Spisi o teorijah romana
Keywords:
novel, literary theory, literary genre studies, Slovene novelSynopsis
Tomo Virk’s book O teorijah romana (On the Theories of the Novel) minutely examines four great and most resonant theories of the novel: two international and two national ones. It starts with a discussion of György Lukács’s theory, which exercised exceptional influence throughout the 20th century despite its severe limitations of the concept of the novel and hastiness in predicting the end of the genre. These problematic traits of the Hungarian theorist are interpreted by Virk in light of his overall course of thought. This course is characterised by an outwardly deeper break at the end of the Great War, but also by a continuity which helps explain the peculiarities of Lukács’s novel theory. The other international theory of equal significance and impact is Mikhail Bakhtin’s. Much broader than Lukács’s, it is different in other respects as well, drawing on the ideas of the Jena Romanticism rather than on the Huet-based tradition of reflections on the novel, and relying on cultural studies rather than on a philosophy oriented towards the Geistesgeschichte, history of ideas. Virk seeks to show and trace the ‘essence’ of Bakhtin’s definition of the novel, again pointing out the open issues.

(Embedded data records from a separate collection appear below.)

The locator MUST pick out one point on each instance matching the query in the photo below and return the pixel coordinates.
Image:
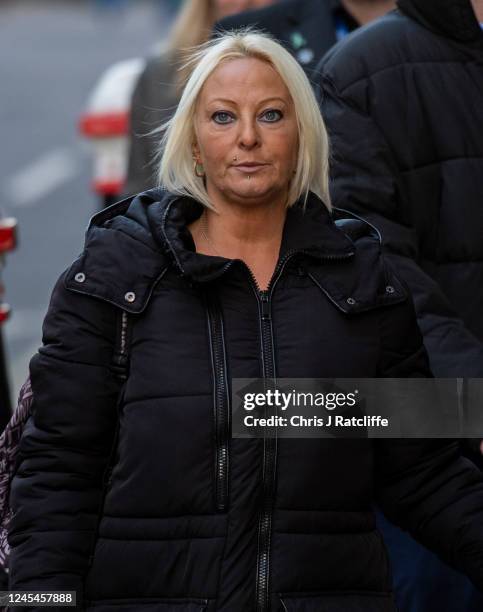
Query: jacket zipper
(269, 443)
(262, 603)
(221, 401)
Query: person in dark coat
(308, 28)
(403, 101)
(233, 269)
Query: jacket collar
(451, 18)
(130, 245)
(308, 229)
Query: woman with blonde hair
(160, 85)
(130, 489)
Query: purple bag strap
(9, 445)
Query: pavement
(56, 52)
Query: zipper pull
(265, 305)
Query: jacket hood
(451, 18)
(130, 245)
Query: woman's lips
(250, 167)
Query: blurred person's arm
(425, 486)
(365, 179)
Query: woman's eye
(272, 115)
(222, 117)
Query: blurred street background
(52, 55)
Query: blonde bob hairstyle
(176, 172)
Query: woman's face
(246, 132)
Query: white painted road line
(30, 185)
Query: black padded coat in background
(306, 28)
(193, 520)
(403, 102)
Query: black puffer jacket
(403, 101)
(195, 520)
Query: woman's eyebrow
(234, 103)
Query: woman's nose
(248, 136)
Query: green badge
(297, 40)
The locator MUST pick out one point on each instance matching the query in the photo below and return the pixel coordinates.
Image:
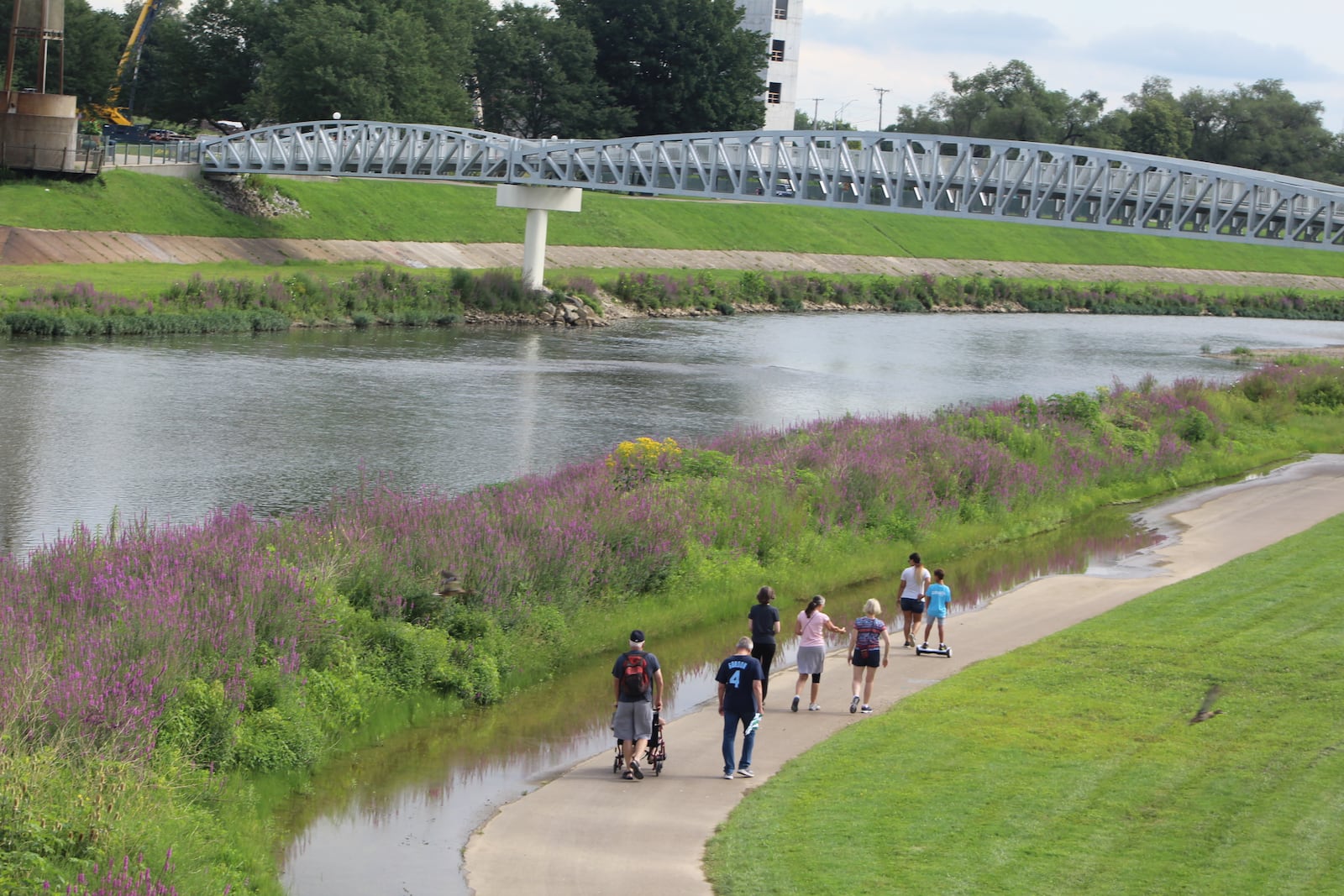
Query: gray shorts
(633, 720)
(811, 660)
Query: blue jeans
(730, 732)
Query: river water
(175, 427)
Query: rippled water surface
(174, 427)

Still closer examination is afforded to the two Slovenian theories of the novel, authored by Dušan Pirjevec and Janko Kos. Both Slovenian theorists develop not only a general theory of the novel but also a separate theory of the Slovenian novel, though the latter remains a draft in the case of Pirjevec. While Pirjevec and Kos agree in identifying the specifics of the Slovenian novel, their theories still diverge in significant ways. In its philosophy, Pirjevec’s theory is based on Heidegger, while its literary criticism relies on Lukács’s theory of the novel but turns out to be even more reductive. Much more scientific is Kos’s theory of the novel, the broadest and most realistic of the four because it takes into account the observation about the openness of the genre and does not seek to cram the novel’s ‘essence’ in a too-narrow frame, as do the other three.